The CID papers establish that when the killers reached Shukla's home on May 8 evening and did not find her there, they called Tripathi's house in his constituency of Maharajganj on the Uttar Pradesh-Nepal border. The CID seized registers from the phone booth close to Shukla's home showing that a call had been made to Tripathi's residence the night before the killing. The owner's description of the callers tallied with Deshraj's descriptions of the shooters.

Tripathi did everything but co-operate. Three days after the killing the Lucknow Police allowed his men to take away his personal belongings from Shukla's home. BSNL did not supply call details of one of Tripathi's mobile phones even a month after the CID made the request.

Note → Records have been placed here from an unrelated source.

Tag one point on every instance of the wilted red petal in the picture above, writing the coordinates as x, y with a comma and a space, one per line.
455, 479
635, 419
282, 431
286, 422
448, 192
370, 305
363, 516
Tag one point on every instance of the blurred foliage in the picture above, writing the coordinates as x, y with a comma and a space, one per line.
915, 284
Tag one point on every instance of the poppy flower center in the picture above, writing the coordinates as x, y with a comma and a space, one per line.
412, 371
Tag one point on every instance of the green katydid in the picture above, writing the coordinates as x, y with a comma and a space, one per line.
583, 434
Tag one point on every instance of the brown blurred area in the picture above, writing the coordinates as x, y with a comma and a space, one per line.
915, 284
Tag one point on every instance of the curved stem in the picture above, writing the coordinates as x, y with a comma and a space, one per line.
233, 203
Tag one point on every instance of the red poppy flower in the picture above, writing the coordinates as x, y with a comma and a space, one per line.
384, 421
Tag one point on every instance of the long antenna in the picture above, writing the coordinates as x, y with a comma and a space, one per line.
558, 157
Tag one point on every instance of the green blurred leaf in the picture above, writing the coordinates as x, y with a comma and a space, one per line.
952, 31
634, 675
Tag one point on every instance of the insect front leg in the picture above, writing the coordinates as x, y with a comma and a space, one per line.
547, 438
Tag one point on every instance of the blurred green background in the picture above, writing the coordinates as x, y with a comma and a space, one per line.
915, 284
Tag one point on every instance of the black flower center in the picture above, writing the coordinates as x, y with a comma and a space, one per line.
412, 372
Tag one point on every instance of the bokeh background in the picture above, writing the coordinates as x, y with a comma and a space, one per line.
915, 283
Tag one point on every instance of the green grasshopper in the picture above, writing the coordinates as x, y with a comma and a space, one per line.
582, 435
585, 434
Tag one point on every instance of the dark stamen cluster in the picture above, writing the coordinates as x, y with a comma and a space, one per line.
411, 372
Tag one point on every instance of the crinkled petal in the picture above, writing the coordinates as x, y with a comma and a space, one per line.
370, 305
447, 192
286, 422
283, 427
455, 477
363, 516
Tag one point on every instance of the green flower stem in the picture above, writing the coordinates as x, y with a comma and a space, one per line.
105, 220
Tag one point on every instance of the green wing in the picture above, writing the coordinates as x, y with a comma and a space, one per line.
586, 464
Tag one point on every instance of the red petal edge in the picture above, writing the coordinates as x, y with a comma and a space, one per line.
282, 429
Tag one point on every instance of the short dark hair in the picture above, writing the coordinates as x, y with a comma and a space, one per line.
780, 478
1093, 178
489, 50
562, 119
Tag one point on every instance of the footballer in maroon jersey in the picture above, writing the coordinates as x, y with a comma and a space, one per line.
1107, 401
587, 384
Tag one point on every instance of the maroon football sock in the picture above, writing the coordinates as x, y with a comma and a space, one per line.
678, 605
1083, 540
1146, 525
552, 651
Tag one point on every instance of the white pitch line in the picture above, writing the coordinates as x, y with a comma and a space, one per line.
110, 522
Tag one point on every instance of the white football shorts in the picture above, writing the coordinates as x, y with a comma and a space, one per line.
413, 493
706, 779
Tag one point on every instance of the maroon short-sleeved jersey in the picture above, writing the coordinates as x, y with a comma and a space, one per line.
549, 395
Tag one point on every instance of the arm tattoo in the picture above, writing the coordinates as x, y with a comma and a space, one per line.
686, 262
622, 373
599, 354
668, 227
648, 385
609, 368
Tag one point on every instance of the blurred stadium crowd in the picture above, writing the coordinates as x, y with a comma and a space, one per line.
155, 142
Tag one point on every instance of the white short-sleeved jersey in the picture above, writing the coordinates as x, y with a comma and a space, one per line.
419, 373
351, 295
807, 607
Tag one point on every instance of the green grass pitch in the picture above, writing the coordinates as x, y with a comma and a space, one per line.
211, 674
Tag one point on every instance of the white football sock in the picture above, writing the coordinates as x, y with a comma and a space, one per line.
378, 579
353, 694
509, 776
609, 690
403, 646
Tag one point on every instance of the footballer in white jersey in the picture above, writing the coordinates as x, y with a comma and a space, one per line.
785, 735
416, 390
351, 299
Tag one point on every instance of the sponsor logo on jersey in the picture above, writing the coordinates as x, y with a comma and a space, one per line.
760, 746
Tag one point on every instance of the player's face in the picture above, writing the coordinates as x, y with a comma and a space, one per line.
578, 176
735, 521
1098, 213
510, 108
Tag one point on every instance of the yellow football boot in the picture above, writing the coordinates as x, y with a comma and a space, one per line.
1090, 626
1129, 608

Aware of the full impact of their findings, the CID team did not hand over their presentation report to Mayawati on June 16. A day later when the CID issued their summons to Tripathi, he was strolling in the corridors of power, in Mayawati's offices. In placing Tripathi squarely at the centre of the episode, the officers had done the unthinkable-pointed a finger at a Mayawati henchman who had more than proved his usefulness to her by ensuring the crossover of seven Congress MLAs to the BSP in March.

The CID report was submitted to the Home Department and Mayawati made her move. She suspended the officers and by using Shukla's mother as a lever, presented Tripathi with an escape route. The family has vacillated enough, over the issue of Shukla's pregnancy, with sister Nidhi first blaming Tripathi's wife Madhumani for her murder and then retracting her statement.

The manner in which the investigators have been undermined has shaken law enforcement circles in Uttar Pradesh. The IPS Association maintained a studied silence, failing to condemn the arbitrary action against the CID officers. One member said, "If an officer like Lalka and an upright man like Yash can be suspended, the chief minister has made her intention clear-to create an atmosphere of fear and terror so that nobody dares to defy her."

In Uttar Pradesh, connections matter-if you have the right ones you can do no wrong.